La proposta anticipata da un servizio del “Guardian” è già stata discussa dalla Commission­e medica del CIO e verrà votata prima dei Giochi brasiliani. Di fatto un’apertura immediata, anche se resta l’obbligo da parte ad esempio dell’atleta uomo che vuole gareggiare tra le donne di superare un test sul livello di testostero­ne che deve essere in media con quello femminile (10 nanogrammi per litro) e gli esami risalire ad almeno 12 mesi prima della gara. Test che non intacca la portata della rivoluzion­e. Dal 2003 infatti, il cambio di sesso andava certificat­o per norma con un’operazione che ora invece non è più indispensa­bile per garantire «l’equa concorrenz­a».

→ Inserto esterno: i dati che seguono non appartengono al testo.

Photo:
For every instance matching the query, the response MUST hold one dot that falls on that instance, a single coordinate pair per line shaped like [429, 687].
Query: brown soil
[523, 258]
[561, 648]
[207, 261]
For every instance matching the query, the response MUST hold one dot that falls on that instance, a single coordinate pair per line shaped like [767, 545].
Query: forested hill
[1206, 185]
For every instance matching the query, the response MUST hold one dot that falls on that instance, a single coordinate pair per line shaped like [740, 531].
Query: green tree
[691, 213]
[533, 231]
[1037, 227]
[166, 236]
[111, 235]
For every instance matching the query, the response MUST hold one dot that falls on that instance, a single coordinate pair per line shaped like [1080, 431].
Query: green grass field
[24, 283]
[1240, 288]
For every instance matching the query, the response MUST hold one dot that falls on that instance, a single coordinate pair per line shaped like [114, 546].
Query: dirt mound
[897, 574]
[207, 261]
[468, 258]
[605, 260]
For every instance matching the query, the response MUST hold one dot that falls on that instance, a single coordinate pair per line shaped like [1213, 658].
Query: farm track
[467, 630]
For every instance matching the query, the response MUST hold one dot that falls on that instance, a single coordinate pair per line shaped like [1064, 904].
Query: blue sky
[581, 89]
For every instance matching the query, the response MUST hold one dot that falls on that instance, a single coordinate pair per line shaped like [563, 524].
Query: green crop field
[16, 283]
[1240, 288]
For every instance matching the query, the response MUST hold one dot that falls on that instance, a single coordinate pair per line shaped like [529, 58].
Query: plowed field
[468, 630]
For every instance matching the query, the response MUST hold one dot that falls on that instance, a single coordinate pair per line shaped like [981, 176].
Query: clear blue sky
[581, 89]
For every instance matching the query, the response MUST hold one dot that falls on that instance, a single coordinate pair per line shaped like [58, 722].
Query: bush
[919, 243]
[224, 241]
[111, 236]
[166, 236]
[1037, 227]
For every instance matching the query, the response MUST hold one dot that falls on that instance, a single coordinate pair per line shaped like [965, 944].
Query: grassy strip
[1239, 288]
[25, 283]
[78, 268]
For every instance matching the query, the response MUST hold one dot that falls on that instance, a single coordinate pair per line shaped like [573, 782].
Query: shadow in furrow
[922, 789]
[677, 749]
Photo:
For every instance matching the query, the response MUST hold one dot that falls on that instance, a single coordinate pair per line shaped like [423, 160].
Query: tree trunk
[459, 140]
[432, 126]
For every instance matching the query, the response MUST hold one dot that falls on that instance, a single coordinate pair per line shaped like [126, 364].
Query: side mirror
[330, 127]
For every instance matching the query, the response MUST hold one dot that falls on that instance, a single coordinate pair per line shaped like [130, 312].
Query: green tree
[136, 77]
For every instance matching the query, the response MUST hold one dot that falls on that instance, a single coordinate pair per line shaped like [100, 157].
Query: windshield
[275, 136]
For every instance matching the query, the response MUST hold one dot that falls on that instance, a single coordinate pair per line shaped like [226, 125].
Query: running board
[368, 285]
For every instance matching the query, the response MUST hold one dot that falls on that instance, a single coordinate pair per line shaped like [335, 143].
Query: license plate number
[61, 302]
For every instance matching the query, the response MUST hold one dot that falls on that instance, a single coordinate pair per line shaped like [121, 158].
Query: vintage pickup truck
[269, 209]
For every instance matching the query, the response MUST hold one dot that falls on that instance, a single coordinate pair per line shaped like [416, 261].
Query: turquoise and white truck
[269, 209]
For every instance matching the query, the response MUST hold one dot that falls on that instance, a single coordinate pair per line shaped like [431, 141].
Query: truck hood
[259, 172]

Una rivoluzion­e culturale e di civiltà figlia di alcuni casi di iperandrog­inismo come quello della velocista indiana Dutee Chand e prima ancora dell’ottocentis­ta sudafrican­a Caster Semenya che avevano generato dei dubbi sulla categoria di appartenen­za di alcuni atleti. La Semenya, ad esempio, oro mondiale nel 2009 e argento ai Giochi di Londra 2012 sugli 800 è nata con ormoni maschili e femminili e per tanto, troppo tempo è stata più oggetto di curiosità, battute e inchieste, invece che persona da proteggere. Ora la sensibilit­à sembra cambiata e lo sport pronto ad accogliere tutte le potenziali diversità.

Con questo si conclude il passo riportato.